# HIM fitness testing about trust?



## walkingwounded (May 7, 2011)

This is a side-effect from the forgiveness thread I started not long ago, and I wanted to get some opinions on how to handle this best...

My H has been great after I forgave him for his EA. I feel much better for itand I can see the difference in me, and in him too. He is a lot more positive and responsive to me. I think I gave him a jolt by saying I had nearly decided to leave.

I have realised that I think he is throwing fitness tests at me. If I elaborate, can you guys tell me if these are fitness tests, and how do I handle them?

1. Saturday morning, he got a text from a mutual friend asking if he wanted to go out that evening drinking with a group of friends. I asked what did he plan to do? He said he wasn't sure, he might stay home and get some yardwork done, or he may go out. "That would be OK wouldn't it? You *do* trust me,don't you?"

I should clarify this has been one of the last areas of trust that I have had difficulty with. I paused, and replied, "mmm" non-commitally: he took me by surprise. "What was that, was that a word, an answer?" he joked. I smiled. "That was an 'mmm'", I said, "a 'yes.'" "Ah, OK," he answered with a smile. He didn't end up going out, which I suspected he never had any intention of anyway.

2. Earlier today, we were chatting about a similar thing: him meeting his good friend for a beer.

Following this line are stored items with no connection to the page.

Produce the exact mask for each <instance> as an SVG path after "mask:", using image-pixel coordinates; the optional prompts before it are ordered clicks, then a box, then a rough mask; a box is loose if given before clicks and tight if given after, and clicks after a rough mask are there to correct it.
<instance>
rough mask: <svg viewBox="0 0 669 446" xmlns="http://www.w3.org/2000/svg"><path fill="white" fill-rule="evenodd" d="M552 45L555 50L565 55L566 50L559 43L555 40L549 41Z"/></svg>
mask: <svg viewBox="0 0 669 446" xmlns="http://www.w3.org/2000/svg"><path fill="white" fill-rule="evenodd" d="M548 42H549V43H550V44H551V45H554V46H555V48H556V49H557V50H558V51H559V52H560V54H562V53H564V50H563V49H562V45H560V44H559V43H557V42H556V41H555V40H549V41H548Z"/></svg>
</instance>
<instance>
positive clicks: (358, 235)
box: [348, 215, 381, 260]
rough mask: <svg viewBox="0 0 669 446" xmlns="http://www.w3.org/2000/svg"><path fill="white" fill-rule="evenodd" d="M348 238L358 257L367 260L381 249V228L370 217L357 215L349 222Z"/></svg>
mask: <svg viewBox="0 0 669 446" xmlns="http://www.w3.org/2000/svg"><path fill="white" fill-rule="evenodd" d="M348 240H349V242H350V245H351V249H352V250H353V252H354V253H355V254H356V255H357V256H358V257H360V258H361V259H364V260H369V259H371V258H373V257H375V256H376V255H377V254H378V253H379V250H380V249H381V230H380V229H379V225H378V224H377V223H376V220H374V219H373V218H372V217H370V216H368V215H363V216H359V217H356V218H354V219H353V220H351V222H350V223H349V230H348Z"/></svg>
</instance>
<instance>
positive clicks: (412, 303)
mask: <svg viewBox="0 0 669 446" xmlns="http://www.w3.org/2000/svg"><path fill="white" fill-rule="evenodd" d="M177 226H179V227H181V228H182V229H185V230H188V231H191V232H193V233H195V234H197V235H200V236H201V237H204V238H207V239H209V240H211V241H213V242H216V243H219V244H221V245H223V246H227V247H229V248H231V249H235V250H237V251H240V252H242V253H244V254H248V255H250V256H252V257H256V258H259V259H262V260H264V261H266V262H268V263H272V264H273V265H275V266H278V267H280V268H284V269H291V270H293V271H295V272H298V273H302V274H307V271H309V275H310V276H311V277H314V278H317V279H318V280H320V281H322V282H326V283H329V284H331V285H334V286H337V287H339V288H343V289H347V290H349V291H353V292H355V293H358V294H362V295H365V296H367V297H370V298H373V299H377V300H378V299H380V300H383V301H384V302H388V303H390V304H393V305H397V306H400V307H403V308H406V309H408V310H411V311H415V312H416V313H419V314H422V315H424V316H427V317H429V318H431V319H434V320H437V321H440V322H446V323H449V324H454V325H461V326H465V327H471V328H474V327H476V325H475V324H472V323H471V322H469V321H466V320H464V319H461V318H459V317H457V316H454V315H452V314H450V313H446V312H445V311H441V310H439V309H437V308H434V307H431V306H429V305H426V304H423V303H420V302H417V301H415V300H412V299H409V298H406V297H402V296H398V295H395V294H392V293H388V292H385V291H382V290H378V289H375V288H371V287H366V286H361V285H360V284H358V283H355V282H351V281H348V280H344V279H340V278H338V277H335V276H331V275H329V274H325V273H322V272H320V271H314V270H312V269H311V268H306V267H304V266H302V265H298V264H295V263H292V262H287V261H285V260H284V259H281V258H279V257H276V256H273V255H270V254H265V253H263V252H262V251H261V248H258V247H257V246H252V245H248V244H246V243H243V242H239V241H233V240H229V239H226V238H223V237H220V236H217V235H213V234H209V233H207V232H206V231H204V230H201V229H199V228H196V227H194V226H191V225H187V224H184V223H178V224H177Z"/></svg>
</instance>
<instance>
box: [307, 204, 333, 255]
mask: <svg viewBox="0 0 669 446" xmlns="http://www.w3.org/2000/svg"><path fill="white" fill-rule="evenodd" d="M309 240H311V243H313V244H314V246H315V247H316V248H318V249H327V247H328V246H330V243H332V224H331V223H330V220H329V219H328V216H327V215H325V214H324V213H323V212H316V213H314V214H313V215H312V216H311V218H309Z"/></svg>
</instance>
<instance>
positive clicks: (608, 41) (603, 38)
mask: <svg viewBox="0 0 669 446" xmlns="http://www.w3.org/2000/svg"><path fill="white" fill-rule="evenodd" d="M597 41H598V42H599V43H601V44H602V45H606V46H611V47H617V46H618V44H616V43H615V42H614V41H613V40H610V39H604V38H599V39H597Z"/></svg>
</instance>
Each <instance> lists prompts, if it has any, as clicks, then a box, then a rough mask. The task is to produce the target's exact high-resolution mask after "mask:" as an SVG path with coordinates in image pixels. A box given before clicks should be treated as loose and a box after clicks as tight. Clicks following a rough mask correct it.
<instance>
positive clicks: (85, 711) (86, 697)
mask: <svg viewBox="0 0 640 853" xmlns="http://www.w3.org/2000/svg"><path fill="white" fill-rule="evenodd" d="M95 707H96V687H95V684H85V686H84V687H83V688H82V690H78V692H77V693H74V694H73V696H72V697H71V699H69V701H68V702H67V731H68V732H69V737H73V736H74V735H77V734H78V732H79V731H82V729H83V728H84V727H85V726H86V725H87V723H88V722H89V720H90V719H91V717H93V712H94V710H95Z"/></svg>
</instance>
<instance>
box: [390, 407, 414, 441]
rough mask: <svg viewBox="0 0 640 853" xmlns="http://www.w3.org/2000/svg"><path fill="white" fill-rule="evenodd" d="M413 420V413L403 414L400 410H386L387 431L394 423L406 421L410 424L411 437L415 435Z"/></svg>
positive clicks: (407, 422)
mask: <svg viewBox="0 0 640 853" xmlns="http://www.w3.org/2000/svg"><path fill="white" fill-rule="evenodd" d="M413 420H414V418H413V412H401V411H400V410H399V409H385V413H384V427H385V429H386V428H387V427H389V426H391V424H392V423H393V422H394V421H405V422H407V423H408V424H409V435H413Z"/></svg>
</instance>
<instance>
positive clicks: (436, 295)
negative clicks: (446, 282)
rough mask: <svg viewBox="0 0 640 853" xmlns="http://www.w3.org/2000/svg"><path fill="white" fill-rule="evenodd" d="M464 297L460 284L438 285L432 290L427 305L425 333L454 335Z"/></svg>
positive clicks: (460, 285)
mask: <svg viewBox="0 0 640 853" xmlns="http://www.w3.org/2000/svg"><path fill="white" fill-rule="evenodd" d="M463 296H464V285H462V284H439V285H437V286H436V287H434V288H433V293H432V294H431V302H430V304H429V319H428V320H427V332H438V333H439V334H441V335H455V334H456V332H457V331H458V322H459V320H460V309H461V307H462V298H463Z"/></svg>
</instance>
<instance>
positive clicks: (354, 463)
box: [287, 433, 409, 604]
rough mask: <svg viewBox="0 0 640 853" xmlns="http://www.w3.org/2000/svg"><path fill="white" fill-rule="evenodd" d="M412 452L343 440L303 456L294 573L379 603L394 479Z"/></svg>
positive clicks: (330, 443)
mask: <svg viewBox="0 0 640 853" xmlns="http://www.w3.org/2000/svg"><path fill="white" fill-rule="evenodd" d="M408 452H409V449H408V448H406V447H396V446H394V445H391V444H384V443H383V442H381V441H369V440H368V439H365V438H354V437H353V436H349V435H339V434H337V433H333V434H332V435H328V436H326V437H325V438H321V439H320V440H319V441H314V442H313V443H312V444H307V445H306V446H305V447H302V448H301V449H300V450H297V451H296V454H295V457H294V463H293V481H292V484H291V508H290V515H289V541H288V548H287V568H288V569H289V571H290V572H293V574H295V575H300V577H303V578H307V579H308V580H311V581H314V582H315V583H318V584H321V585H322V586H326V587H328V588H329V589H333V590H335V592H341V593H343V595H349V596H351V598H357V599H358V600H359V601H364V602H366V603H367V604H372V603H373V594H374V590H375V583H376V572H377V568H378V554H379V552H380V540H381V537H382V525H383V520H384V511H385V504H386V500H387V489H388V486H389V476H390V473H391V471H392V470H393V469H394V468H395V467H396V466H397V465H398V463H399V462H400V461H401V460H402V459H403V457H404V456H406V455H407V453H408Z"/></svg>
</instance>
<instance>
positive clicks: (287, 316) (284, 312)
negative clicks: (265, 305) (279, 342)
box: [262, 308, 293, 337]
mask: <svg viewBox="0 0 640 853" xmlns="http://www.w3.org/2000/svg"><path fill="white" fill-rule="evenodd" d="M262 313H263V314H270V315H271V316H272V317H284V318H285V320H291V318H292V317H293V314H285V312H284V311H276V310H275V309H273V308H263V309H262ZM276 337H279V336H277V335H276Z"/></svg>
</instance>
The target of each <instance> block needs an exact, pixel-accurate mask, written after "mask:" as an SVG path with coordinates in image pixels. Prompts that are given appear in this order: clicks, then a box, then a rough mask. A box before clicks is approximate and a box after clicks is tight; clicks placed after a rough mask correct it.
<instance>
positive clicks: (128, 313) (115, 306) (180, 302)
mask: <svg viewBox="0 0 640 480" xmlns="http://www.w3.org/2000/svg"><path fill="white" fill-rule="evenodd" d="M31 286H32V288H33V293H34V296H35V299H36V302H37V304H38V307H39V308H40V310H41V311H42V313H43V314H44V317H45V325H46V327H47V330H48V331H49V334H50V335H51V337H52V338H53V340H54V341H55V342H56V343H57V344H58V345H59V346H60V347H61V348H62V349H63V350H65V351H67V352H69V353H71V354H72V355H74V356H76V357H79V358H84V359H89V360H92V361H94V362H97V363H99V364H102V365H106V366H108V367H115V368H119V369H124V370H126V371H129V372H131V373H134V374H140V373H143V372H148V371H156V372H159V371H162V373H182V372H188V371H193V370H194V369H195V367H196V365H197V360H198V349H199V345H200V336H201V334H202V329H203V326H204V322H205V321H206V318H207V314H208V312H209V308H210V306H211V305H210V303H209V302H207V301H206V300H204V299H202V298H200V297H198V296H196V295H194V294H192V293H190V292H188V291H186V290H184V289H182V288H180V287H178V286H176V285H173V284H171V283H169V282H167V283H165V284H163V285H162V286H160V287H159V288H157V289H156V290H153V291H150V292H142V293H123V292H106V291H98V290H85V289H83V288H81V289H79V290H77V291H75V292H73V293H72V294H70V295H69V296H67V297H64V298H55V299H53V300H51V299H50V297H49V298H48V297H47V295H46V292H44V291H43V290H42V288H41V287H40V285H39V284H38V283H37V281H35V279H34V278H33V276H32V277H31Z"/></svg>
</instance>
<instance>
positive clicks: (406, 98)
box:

He said he probably wouldn't as money was tight. Then said, "but hey, ***** (insert name of local lapdancing club) only costs $10 to get in, then a beer, then paying for etc etc..." all the time with a cheeky smile. He knows this would be a sore point for me. I rolled my eyes with a smile and walked away.

I know I probably didn't handle them in the best way, but not the worst either. How do you respond when you *know* someone is testing you out to see if you flip out and that you meant what you said: in this case about trusting him?


----------



## BigToe (Jun 2, 2011)

What's good for the goose.

It does sound like some testing going on. In this case, I say fight fire with fire and start making up some stories about you going out alone. Something tells me that when the table is turned on him he'll finally learn his lesson.


----------